Mike and Jennifer had delayed their honeymoon. Although they'd married in June, they were unable to get camping reservations for the Yosemite Valley until August. Mike, the native Californian, had camped there with his family almost every summer that he could remember; so nothing would do but for him to share the place he loved with the woman he loved. And now, August finally here, a sleepy Jennifer stretched out in the huge, red, flannel-lined sleeping bag they shared. It had taken a woodpecker tapping busily outside the sun flooded tent, grown suddenly uncomfortably warm and stuffy, to call her. It was the first day of their trip that she'd awakened alone. This morning, Mike had risen early in order to repeat his yearly hike to the top of Half Dome, that majestic monolith left by the same glacial activity that had formed the Valley.
The night before, as they'd enjoyed their campfire, he'd tried to encourage her to join him. Knowing it was a difficult trail, she'd looked away a moment and then replied, "Mike, I'm going to have to take a tough hike one of these days, really I am. I promise. I'm just not ready yet."

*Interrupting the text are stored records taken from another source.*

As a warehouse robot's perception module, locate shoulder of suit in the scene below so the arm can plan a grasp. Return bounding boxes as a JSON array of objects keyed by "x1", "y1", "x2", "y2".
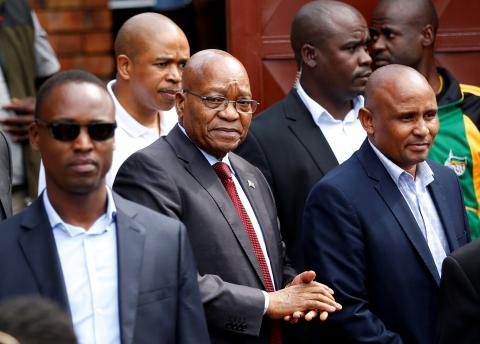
[
  {"x1": 252, "y1": 91, "x2": 294, "y2": 128},
  {"x1": 451, "y1": 240, "x2": 480, "y2": 270},
  {"x1": 113, "y1": 191, "x2": 181, "y2": 229}
]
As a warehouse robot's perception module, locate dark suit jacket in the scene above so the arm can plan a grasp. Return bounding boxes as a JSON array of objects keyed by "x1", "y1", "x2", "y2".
[
  {"x1": 437, "y1": 240, "x2": 480, "y2": 344},
  {"x1": 0, "y1": 194, "x2": 209, "y2": 344},
  {"x1": 114, "y1": 126, "x2": 295, "y2": 343},
  {"x1": 0, "y1": 131, "x2": 12, "y2": 220},
  {"x1": 304, "y1": 140, "x2": 469, "y2": 344},
  {"x1": 236, "y1": 89, "x2": 338, "y2": 271}
]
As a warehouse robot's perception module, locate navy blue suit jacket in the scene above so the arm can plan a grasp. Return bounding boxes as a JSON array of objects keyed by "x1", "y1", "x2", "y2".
[
  {"x1": 303, "y1": 140, "x2": 469, "y2": 344},
  {"x1": 0, "y1": 194, "x2": 209, "y2": 344}
]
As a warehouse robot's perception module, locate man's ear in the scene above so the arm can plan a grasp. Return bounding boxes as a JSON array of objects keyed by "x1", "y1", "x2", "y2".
[
  {"x1": 358, "y1": 107, "x2": 375, "y2": 137},
  {"x1": 28, "y1": 122, "x2": 39, "y2": 151},
  {"x1": 300, "y1": 43, "x2": 317, "y2": 68},
  {"x1": 175, "y1": 92, "x2": 185, "y2": 125},
  {"x1": 117, "y1": 54, "x2": 133, "y2": 80},
  {"x1": 422, "y1": 24, "x2": 435, "y2": 48}
]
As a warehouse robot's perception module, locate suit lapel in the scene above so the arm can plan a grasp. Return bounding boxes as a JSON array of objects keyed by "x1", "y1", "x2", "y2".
[
  {"x1": 357, "y1": 140, "x2": 440, "y2": 284},
  {"x1": 428, "y1": 179, "x2": 459, "y2": 254},
  {"x1": 166, "y1": 126, "x2": 265, "y2": 288},
  {"x1": 114, "y1": 193, "x2": 145, "y2": 344},
  {"x1": 229, "y1": 153, "x2": 282, "y2": 288},
  {"x1": 18, "y1": 196, "x2": 70, "y2": 314},
  {"x1": 284, "y1": 90, "x2": 338, "y2": 175}
]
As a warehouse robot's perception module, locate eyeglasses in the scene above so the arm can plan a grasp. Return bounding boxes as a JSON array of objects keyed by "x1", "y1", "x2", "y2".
[
  {"x1": 183, "y1": 89, "x2": 260, "y2": 113},
  {"x1": 35, "y1": 118, "x2": 117, "y2": 142}
]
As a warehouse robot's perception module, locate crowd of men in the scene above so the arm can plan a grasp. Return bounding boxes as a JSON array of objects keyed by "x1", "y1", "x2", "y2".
[{"x1": 0, "y1": 0, "x2": 480, "y2": 344}]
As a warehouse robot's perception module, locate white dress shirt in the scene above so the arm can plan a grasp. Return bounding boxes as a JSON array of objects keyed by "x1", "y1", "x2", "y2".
[
  {"x1": 38, "y1": 80, "x2": 178, "y2": 194},
  {"x1": 368, "y1": 141, "x2": 450, "y2": 276},
  {"x1": 43, "y1": 187, "x2": 120, "y2": 344},
  {"x1": 296, "y1": 82, "x2": 367, "y2": 164},
  {"x1": 178, "y1": 124, "x2": 276, "y2": 314},
  {"x1": 106, "y1": 80, "x2": 178, "y2": 186}
]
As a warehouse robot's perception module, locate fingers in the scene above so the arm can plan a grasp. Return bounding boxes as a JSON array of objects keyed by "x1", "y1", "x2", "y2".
[
  {"x1": 290, "y1": 270, "x2": 316, "y2": 285},
  {"x1": 319, "y1": 312, "x2": 328, "y2": 321},
  {"x1": 305, "y1": 310, "x2": 318, "y2": 321}
]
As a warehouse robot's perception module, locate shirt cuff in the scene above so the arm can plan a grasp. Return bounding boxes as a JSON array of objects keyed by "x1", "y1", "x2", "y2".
[{"x1": 261, "y1": 290, "x2": 270, "y2": 315}]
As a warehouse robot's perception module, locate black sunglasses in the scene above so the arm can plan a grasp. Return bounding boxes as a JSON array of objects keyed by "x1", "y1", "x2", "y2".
[{"x1": 35, "y1": 118, "x2": 117, "y2": 142}]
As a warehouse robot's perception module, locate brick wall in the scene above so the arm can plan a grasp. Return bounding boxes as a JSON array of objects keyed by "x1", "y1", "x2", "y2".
[{"x1": 30, "y1": 0, "x2": 115, "y2": 80}]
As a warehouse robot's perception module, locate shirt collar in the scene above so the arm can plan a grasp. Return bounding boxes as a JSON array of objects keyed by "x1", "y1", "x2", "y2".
[
  {"x1": 178, "y1": 123, "x2": 235, "y2": 175},
  {"x1": 107, "y1": 80, "x2": 162, "y2": 137},
  {"x1": 296, "y1": 81, "x2": 364, "y2": 123},
  {"x1": 368, "y1": 140, "x2": 434, "y2": 187},
  {"x1": 42, "y1": 186, "x2": 117, "y2": 237}
]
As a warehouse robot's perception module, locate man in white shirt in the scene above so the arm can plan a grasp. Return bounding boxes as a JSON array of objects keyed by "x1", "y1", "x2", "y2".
[
  {"x1": 237, "y1": 1, "x2": 372, "y2": 270},
  {"x1": 39, "y1": 13, "x2": 190, "y2": 192},
  {"x1": 0, "y1": 71, "x2": 209, "y2": 344}
]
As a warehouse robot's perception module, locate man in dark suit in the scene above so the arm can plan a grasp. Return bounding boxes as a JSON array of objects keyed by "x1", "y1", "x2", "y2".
[
  {"x1": 114, "y1": 50, "x2": 340, "y2": 343},
  {"x1": 0, "y1": 71, "x2": 209, "y2": 344},
  {"x1": 0, "y1": 131, "x2": 12, "y2": 220},
  {"x1": 236, "y1": 1, "x2": 371, "y2": 270},
  {"x1": 303, "y1": 65, "x2": 470, "y2": 344},
  {"x1": 437, "y1": 240, "x2": 480, "y2": 344}
]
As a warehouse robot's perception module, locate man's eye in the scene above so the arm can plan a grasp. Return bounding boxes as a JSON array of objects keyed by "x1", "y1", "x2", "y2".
[
  {"x1": 205, "y1": 97, "x2": 225, "y2": 105},
  {"x1": 383, "y1": 30, "x2": 395, "y2": 39},
  {"x1": 424, "y1": 112, "x2": 437, "y2": 120}
]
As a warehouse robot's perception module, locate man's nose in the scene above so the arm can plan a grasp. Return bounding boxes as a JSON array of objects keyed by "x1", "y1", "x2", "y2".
[
  {"x1": 73, "y1": 127, "x2": 93, "y2": 151},
  {"x1": 167, "y1": 64, "x2": 182, "y2": 83}
]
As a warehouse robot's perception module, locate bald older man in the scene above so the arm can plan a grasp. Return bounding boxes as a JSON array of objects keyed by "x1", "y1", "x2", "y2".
[
  {"x1": 303, "y1": 65, "x2": 469, "y2": 344},
  {"x1": 39, "y1": 13, "x2": 190, "y2": 191},
  {"x1": 371, "y1": 0, "x2": 480, "y2": 239},
  {"x1": 114, "y1": 50, "x2": 340, "y2": 343}
]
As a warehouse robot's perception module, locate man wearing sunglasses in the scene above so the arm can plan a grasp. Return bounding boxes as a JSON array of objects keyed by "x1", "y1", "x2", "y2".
[
  {"x1": 39, "y1": 13, "x2": 190, "y2": 191},
  {"x1": 0, "y1": 71, "x2": 209, "y2": 344},
  {"x1": 114, "y1": 50, "x2": 341, "y2": 344}
]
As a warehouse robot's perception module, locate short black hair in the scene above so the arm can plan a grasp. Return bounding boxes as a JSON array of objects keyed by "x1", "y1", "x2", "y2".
[
  {"x1": 35, "y1": 69, "x2": 108, "y2": 118},
  {"x1": 0, "y1": 296, "x2": 77, "y2": 344}
]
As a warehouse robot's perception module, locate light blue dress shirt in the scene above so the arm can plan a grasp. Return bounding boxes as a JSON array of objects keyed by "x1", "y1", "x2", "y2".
[
  {"x1": 43, "y1": 187, "x2": 120, "y2": 344},
  {"x1": 368, "y1": 141, "x2": 450, "y2": 276}
]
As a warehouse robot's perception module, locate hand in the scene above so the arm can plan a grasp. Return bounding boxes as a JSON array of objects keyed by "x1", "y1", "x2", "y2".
[
  {"x1": 267, "y1": 271, "x2": 342, "y2": 322},
  {"x1": 0, "y1": 97, "x2": 35, "y2": 142}
]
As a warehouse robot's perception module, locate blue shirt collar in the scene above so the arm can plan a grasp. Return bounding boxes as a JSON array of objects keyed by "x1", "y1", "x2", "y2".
[
  {"x1": 368, "y1": 140, "x2": 434, "y2": 187},
  {"x1": 42, "y1": 186, "x2": 117, "y2": 237}
]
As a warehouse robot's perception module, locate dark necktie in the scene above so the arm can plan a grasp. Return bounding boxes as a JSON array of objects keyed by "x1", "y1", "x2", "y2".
[
  {"x1": 213, "y1": 162, "x2": 275, "y2": 292},
  {"x1": 213, "y1": 162, "x2": 282, "y2": 344}
]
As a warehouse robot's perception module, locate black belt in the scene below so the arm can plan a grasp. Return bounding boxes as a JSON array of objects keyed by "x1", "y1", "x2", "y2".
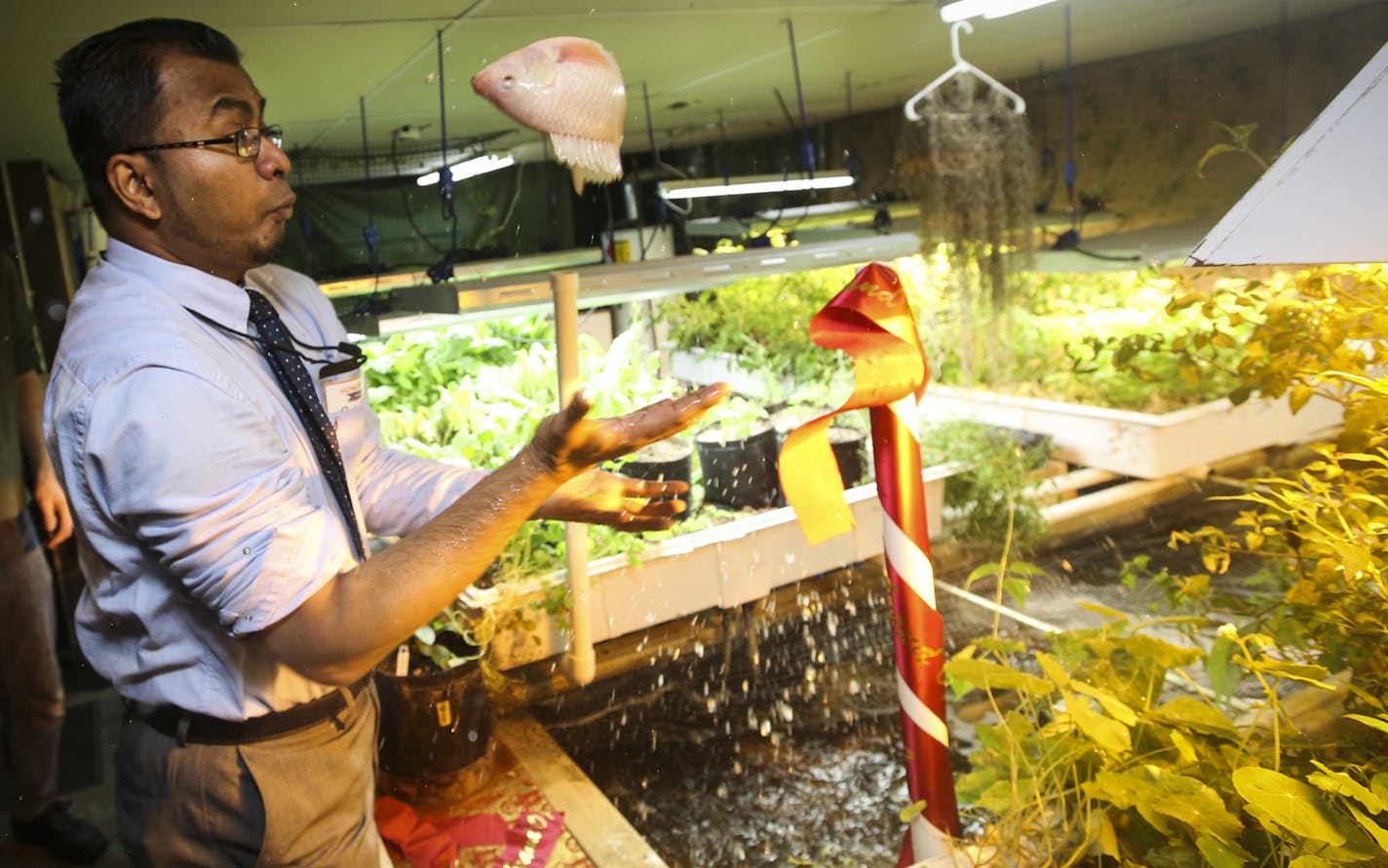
[{"x1": 127, "y1": 674, "x2": 370, "y2": 744}]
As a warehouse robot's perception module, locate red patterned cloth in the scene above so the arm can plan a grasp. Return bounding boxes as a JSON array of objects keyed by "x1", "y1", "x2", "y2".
[{"x1": 376, "y1": 744, "x2": 593, "y2": 868}]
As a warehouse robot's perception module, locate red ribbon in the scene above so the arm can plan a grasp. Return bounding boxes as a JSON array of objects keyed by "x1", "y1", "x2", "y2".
[
  {"x1": 780, "y1": 262, "x2": 930, "y2": 545},
  {"x1": 376, "y1": 796, "x2": 563, "y2": 868},
  {"x1": 780, "y1": 257, "x2": 959, "y2": 861}
]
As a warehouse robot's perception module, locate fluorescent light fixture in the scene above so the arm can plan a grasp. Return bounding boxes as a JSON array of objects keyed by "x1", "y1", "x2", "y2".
[
  {"x1": 415, "y1": 154, "x2": 517, "y2": 187},
  {"x1": 940, "y1": 0, "x2": 1052, "y2": 23},
  {"x1": 659, "y1": 171, "x2": 854, "y2": 199}
]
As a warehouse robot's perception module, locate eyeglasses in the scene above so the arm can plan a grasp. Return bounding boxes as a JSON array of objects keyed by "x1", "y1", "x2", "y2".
[{"x1": 118, "y1": 125, "x2": 285, "y2": 157}]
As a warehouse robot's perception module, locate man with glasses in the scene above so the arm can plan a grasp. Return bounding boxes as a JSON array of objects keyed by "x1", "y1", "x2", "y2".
[{"x1": 45, "y1": 19, "x2": 723, "y2": 868}]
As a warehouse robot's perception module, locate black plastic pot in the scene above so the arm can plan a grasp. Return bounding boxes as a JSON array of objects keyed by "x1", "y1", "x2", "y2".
[
  {"x1": 829, "y1": 426, "x2": 868, "y2": 488},
  {"x1": 618, "y1": 436, "x2": 694, "y2": 520},
  {"x1": 694, "y1": 423, "x2": 780, "y2": 509},
  {"x1": 776, "y1": 425, "x2": 870, "y2": 507},
  {"x1": 374, "y1": 649, "x2": 491, "y2": 777}
]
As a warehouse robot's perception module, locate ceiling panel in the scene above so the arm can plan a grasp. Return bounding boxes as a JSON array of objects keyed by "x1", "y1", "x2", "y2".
[{"x1": 0, "y1": 0, "x2": 1365, "y2": 185}]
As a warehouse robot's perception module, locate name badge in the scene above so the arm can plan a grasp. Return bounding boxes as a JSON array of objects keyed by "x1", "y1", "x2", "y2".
[{"x1": 324, "y1": 370, "x2": 366, "y2": 416}]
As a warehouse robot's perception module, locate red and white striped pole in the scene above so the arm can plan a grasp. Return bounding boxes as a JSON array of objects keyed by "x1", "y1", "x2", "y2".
[{"x1": 780, "y1": 263, "x2": 959, "y2": 865}]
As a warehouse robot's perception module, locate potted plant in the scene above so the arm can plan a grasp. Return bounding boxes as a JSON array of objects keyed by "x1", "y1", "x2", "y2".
[
  {"x1": 373, "y1": 606, "x2": 493, "y2": 795},
  {"x1": 694, "y1": 396, "x2": 780, "y2": 509}
]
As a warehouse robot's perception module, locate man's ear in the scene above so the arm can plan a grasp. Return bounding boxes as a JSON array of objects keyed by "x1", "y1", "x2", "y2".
[{"x1": 105, "y1": 154, "x2": 164, "y2": 220}]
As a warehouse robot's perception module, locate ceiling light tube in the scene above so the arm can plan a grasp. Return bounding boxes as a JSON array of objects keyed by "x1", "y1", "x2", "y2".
[
  {"x1": 940, "y1": 0, "x2": 1052, "y2": 23},
  {"x1": 659, "y1": 171, "x2": 854, "y2": 200},
  {"x1": 415, "y1": 154, "x2": 517, "y2": 187}
]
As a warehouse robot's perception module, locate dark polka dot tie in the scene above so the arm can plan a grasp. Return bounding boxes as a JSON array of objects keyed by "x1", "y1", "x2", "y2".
[{"x1": 246, "y1": 288, "x2": 366, "y2": 557}]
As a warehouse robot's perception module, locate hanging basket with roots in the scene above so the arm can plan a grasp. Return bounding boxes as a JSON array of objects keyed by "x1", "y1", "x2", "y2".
[{"x1": 895, "y1": 73, "x2": 1035, "y2": 379}]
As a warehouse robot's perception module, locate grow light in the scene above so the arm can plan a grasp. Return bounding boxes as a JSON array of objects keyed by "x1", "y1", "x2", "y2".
[
  {"x1": 659, "y1": 171, "x2": 854, "y2": 199},
  {"x1": 415, "y1": 154, "x2": 517, "y2": 187},
  {"x1": 940, "y1": 0, "x2": 1051, "y2": 23}
]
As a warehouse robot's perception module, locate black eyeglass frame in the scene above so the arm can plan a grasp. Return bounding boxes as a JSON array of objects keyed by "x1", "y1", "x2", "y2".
[{"x1": 118, "y1": 124, "x2": 285, "y2": 157}]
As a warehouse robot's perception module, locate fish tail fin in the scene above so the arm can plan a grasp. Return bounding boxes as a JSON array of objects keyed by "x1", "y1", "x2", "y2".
[{"x1": 550, "y1": 133, "x2": 622, "y2": 189}]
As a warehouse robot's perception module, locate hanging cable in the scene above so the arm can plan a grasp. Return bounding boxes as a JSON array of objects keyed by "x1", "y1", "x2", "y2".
[
  {"x1": 428, "y1": 30, "x2": 458, "y2": 283},
  {"x1": 357, "y1": 97, "x2": 380, "y2": 283},
  {"x1": 786, "y1": 19, "x2": 815, "y2": 177}
]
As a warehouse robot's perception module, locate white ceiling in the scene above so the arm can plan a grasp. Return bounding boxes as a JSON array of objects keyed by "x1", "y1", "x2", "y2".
[{"x1": 0, "y1": 0, "x2": 1366, "y2": 187}]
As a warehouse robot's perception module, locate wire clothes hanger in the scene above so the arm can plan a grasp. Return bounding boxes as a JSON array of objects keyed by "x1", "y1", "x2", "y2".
[{"x1": 905, "y1": 20, "x2": 1027, "y2": 121}]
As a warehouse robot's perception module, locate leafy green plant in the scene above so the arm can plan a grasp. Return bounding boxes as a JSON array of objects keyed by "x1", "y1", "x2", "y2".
[
  {"x1": 657, "y1": 266, "x2": 854, "y2": 384},
  {"x1": 945, "y1": 266, "x2": 1388, "y2": 868},
  {"x1": 366, "y1": 317, "x2": 699, "y2": 668},
  {"x1": 920, "y1": 420, "x2": 1052, "y2": 551}
]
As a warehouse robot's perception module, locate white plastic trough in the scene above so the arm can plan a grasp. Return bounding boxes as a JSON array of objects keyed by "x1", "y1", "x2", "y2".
[
  {"x1": 462, "y1": 466, "x2": 953, "y2": 669},
  {"x1": 920, "y1": 386, "x2": 1343, "y2": 479}
]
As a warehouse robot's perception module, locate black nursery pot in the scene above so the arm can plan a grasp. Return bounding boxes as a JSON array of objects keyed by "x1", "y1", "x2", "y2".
[
  {"x1": 618, "y1": 436, "x2": 694, "y2": 520},
  {"x1": 829, "y1": 426, "x2": 868, "y2": 488},
  {"x1": 776, "y1": 425, "x2": 868, "y2": 507},
  {"x1": 374, "y1": 649, "x2": 491, "y2": 777},
  {"x1": 694, "y1": 423, "x2": 780, "y2": 509}
]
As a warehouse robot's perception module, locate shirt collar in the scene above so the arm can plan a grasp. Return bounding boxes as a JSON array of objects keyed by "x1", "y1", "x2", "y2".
[{"x1": 105, "y1": 239, "x2": 251, "y2": 331}]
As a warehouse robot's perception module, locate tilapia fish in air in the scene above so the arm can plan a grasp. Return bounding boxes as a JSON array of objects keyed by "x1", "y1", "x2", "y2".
[{"x1": 472, "y1": 36, "x2": 626, "y2": 191}]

"Come on," he said. "We'll see the sunrise together half way up along the trail. We could even camp at the top overnight."
"I know, Mike," she answered, nuzzling her snub nose against his jacket. "I'll love it when I do." He didn't say anything and she looked up and saw that his usually unfathomable brown eyes reflected not only the flickering firelight but some deep inner intensity. He cared about this.
The thought of dusty but happy couples coming down from the back country, laden with back packs and bed rolls, came to her and almost stirred her to say "yes," but then unwelcome fears of aching muscles, shortness of breath and dizzying heights crowded in and she found herself saying, "Don't you think I've done pretty well already with the walks and hikes we've been taking?"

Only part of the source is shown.